The deaths and injuries suffered by women taking mifepristone are no small matter, yet it cannot be overlooked that we are discussing the safety of a drug which is responsible for the death of human being every time it works.  

A drug that kills hundreds of thousands of otherwise healthy babies can hardly be called safe. In fact, a drug that cures no disease, saves no person, but kills so many and endangers so many other lives, shouldn’t really be considered “medicine” or “medication” at all.

The FDA’s job is to test and approve drugs which heal, which cure, which treat debilitating conditions, or somehow ease or enhance human functioning.  But pregnancy is not an injury, not an illness, but a natural healthy stage of adult female life and human reproduction. 

Drugs that kill more lives than they save are inherently unsafe.

Drugs that kill babies and harm women aren’t “safe.”

Given what we know about mifepristone and its pitiful record, those who try to convince us this drug is “safe” and can be ordered by women over the internet and used in their homes clearly have something different in mind than the rest of us.  

Even when it “works,” this drug puts women through a harrowing ordeal of painful cramping and gushing blood than may last days.  That isn’t safe.

These pills don’t work for a large number of women, leaving them stranded, bleeding, in some sort of torturous medical limbo (is her child still alive and still savable? Is the abortion partially complete? Is she still bleeding?), maybe a hundred miles or more from the nearest emergency room. That isn’t safe.

The chemical abortion process is tedious and complex, involving multiple drugs, at different dosages, taken over a period of several days, taking as many as two weeks to work, coming with a host of side effects that must be managed and monitored to ensure things don’t get out of hand.  That isn’t safe.

Trials and studies claiming high efficacy and safety rates notoriously lose track of high numbers of patients who take the first drug and disappear before taking the second drug or confirming the abortion’s completion. Researchers assume most of these women safely abort or simply leave them out of their calculations, but it seems more likely those women go where they believe they’ll get the best and most immediate treatment rather than the distant clinic or online pharmacy which sold her the pills. That isn’t safe. 

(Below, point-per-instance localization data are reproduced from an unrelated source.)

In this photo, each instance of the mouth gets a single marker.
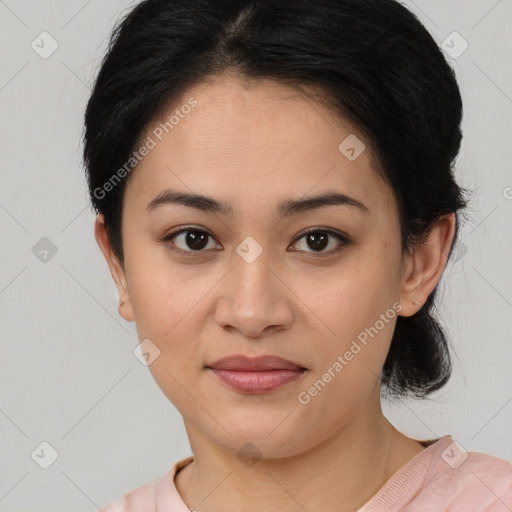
(256, 375)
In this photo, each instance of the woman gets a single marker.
(276, 203)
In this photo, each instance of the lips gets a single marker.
(254, 364)
(256, 375)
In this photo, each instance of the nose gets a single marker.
(255, 299)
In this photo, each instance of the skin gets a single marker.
(254, 143)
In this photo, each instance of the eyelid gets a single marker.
(343, 239)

When researchers who have spent years promoting abortion tell us these abortion pills are “safe,” they obviously mean something different than what the rest of us mean.  They mean only that they’re able to kill most of the babies they mean to kill without doing any immediate visible harm to most of their mothers.  

The trauma of a mother encountering her own aborted child, forever seared into her memory, does not concern them.

A certain number of maternal losses is acceptable to them, as are thousands of serious complications. It’s okay with them if women endure horrible cramps, or bleed for days, so long as they successfully abort those babies. It’s okay if they lose track of thousands of women, not knowing if they ended up in the ER or the morgue, so long as it isn’t traced back to them.

Trying to pass off a pill that destroys so many lives and puts so many others at risk as “safe” is not just irresponsible. It is dangerous.